More homes and businesses In the U.S. are feeling the devastating impact of flooding, as was dramatically demonstrated in Colorado. But most households remain without flood insurance—and obtaining it may become more difficult.
Only 18 percent of Americans have any kind of flood insurance coverage. For those who might want it, the price is about to go up. That's because subsidies to policyholders for the federal government's flood insurance program—the National Flood Insurance Program, which is nearly the sole provider of flood insurance—are to phase out starting Oct. 1.
The rising premiums, along with continuing claim battles surrounding flood insurance, are ripe with confusion, said one analyst.
"The lack of any real competition for premiums and a less-than-transparent process by the federal government for administration of funds and policy guidelines will only add to the difficulties and confuse people," said Marc Roy, professor of disaster management at Tulane University.

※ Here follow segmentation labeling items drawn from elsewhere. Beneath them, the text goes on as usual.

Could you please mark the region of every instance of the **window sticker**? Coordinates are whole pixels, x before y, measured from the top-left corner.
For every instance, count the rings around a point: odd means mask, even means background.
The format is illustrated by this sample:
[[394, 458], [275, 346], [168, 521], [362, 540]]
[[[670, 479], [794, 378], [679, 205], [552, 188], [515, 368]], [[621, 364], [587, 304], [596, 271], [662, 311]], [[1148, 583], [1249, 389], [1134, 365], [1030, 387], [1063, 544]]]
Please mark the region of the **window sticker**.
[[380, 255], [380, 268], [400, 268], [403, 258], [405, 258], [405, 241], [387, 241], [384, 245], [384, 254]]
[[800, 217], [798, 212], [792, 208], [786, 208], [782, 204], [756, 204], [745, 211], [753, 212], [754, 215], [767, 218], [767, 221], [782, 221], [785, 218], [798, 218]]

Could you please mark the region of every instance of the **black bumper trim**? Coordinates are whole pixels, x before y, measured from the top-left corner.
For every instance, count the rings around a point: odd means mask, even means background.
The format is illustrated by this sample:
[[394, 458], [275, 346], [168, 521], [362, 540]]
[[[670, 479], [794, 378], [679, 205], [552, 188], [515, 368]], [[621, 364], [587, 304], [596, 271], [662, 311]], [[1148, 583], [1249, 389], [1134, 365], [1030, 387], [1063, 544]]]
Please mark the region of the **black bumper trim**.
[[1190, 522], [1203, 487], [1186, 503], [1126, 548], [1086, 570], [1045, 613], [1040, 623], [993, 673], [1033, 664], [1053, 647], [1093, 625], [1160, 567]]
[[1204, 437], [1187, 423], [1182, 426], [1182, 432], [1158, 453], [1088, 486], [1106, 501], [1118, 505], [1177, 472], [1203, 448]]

"And the quality of work involved to get claims processed Is not good and also confusing," said Roy, a former chief of staff of the Federal Emergency Management Agency during President George W. Bush's administration. FEMA is administrator of the insurance program. Roy said that as a homeowner, he personally has outstanding claims for hurricane damage.
The program is hurting for cash after claim payouts from storms like Irene and Katrina. Its reported deficit is $28 billion. Last year's Hurricane Sandy alone cost the government more than $7 billion in paid losses.
As a result, Congress passed the Biggert-Waters Flood Insurance Reform Act in 2012. That act eliminates government subsides to some 20 percent of policyholders. In some cases, premiums could go as high as $20,000 a year.
"We need these reforms to move premiums to more economic soundness," said Robert Detlefsen, vice president of public policy for the National Association of Mutual Insurance Companies, a trade group for the industry.
"Historically, prices for premiums have been too low, especially in high flood areas where they don't reflect the risk of flooding," he said.
It's not just the insurance industry—which functions as a servicer between policyholders and the government and receives some of the premiums—that sees a benefit to higher costs.
The Union of Concerned Scientists, a nonprofit group of citizens and scientists, wants premiums raised to reduce what it calls "risky patterns of land development."
"Subsidized insurance rates are only reinforcing risky development choices when it comes to building in flood areas," said Rachel Cleetus, the group's senior climate economist.
"Storms can cause enormous damage and most importantly, a loss of life. We need to make better choices going forward in where we build," she said.